Runs for Cookies' Six-Month Half-Marathon Training Plan for Beginners
*This plan is designed to take a true beginner (non-runner) from running their first 30 seconds to being able to complete a half-marathon in a six-month time frame. If you are capable of walking for 30 minutes, 4 days per week, then you shouldn't have trouble with this plan. This is a great plan for beginners of all levels--you can start at the beginning, or several weeks into it, depending on your fitness level and how much you've been walking or running. There is some moderate speed work once you get to Week 15, but the main purpose of this program is to get from beginner to half-marathon without injury.

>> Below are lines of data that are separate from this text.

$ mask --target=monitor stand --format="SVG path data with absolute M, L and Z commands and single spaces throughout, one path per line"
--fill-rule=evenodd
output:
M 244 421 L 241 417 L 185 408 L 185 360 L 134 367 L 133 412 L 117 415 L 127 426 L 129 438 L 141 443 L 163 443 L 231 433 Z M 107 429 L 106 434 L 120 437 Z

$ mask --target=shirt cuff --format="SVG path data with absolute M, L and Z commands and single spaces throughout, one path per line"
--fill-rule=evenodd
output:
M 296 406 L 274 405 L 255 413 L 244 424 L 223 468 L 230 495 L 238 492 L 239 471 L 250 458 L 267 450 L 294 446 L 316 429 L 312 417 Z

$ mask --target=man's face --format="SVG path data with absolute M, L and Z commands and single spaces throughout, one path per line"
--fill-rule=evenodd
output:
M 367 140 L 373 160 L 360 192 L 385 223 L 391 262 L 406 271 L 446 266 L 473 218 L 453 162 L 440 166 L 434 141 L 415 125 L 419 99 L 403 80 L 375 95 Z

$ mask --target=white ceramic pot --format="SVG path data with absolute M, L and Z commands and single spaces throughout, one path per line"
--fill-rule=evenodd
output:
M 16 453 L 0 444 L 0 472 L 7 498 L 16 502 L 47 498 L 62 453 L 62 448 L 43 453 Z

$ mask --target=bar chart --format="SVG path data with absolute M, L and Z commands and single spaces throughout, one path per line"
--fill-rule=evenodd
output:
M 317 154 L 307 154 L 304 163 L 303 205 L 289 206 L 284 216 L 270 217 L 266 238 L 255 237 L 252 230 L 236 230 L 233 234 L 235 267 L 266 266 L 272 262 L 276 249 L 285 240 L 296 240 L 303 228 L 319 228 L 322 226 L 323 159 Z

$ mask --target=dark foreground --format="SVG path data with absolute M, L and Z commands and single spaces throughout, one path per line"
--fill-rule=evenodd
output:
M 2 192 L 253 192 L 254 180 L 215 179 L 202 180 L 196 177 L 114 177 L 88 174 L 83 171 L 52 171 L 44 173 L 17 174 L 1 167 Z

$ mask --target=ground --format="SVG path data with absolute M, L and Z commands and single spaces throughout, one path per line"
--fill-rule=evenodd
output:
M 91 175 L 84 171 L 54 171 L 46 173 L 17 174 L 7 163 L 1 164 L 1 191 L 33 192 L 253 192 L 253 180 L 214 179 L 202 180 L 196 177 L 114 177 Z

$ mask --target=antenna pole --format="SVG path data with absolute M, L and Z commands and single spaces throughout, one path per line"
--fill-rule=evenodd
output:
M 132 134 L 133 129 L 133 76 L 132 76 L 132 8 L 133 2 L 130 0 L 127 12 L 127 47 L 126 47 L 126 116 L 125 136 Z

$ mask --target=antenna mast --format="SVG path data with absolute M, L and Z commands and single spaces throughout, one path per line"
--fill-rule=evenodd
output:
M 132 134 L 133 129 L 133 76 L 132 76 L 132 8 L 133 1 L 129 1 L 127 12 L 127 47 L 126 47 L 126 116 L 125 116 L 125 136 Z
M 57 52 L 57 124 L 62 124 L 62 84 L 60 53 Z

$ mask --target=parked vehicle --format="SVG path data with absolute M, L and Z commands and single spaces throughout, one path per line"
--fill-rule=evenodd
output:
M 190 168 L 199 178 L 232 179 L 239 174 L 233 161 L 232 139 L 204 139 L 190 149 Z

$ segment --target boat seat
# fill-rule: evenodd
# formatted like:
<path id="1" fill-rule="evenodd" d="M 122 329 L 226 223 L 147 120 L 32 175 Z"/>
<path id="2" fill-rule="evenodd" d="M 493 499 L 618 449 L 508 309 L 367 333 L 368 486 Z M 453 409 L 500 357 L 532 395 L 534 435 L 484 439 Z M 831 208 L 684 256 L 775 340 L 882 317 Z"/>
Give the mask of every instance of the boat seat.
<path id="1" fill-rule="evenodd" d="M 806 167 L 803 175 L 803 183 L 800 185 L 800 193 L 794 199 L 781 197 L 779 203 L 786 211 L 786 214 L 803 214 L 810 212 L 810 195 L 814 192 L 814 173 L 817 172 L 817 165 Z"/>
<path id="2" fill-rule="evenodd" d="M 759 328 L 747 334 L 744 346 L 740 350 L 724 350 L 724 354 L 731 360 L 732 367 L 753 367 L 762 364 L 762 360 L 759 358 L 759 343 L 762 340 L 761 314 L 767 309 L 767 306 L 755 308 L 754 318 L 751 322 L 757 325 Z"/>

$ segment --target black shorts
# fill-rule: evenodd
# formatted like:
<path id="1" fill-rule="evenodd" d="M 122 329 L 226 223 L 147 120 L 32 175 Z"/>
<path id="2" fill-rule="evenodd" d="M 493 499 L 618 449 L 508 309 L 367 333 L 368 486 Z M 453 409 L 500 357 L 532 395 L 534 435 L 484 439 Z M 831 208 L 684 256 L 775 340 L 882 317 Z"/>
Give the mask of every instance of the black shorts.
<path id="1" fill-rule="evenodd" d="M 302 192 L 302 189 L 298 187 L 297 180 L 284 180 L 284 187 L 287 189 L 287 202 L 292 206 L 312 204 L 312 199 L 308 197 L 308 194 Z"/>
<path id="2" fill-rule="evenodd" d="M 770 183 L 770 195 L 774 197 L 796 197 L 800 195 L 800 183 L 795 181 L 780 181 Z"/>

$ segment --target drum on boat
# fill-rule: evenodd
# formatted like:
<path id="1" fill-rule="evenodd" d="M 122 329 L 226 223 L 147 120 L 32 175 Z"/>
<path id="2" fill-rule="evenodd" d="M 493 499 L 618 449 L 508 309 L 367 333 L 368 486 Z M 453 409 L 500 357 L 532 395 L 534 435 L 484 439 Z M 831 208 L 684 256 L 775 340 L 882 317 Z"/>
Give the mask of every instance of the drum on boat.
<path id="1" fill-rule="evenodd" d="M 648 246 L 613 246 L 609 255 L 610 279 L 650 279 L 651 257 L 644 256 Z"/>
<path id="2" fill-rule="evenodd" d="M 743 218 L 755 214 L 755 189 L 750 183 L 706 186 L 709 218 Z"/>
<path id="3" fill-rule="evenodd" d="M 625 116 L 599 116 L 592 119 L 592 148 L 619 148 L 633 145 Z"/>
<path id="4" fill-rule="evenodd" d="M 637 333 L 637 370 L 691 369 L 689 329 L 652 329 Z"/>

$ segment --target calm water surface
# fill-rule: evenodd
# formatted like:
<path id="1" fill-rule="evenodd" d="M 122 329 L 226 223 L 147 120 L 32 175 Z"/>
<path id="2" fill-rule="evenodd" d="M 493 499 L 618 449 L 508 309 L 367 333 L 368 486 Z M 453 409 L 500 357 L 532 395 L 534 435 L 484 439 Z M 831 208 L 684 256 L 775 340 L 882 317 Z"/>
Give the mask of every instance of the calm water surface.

Beginners' Base Building Plan
*This plan is for runners who are able to run 30 minutes, 3 times per week. The plan is all aerobic (no speed work) which is ideal for building a solid "base" before beginning a race training plan. It's a good way to build up mileage slowly to avoid getting injured by doing too much, too soon. The plan starts at 90 minutes per week and increases to 225 minutes per week over the course of 16 weeks.
Runs for Cookies' 2016 Summer Running Checklist
*This isn't necessarily a training plan, but I wanted to include it here if you're looking for a fun way to stay motivated to keep running. This is a checklist of runs to work on through the summer months. You could use this whether you're a beginner or an elite runner! You could also use this as a walker, and most of the "runs" could even be done as a cyclist. Use hashtag #CookiesSummerRunning when posting on social media, so I can follow along!
Here are some posts I've written with general training advice that may be helpful as well:
The importance of the easy run
A guide to running lingo (common terms used in running)
50 Running Tips (everything from clothes and weather to safety and beating boredom)
Tips for running (and training for) your first 5K race
Tips for running (and training for) your first 10K race
Tips for running (and training for) your first half-marathon
Tips for running (and training for) your first full marathon
(Please remember to check with your doctor before beginning any exercise program. These plans are not individualized, so they don't take your personal health into consideration. Use my advice at your own risk.)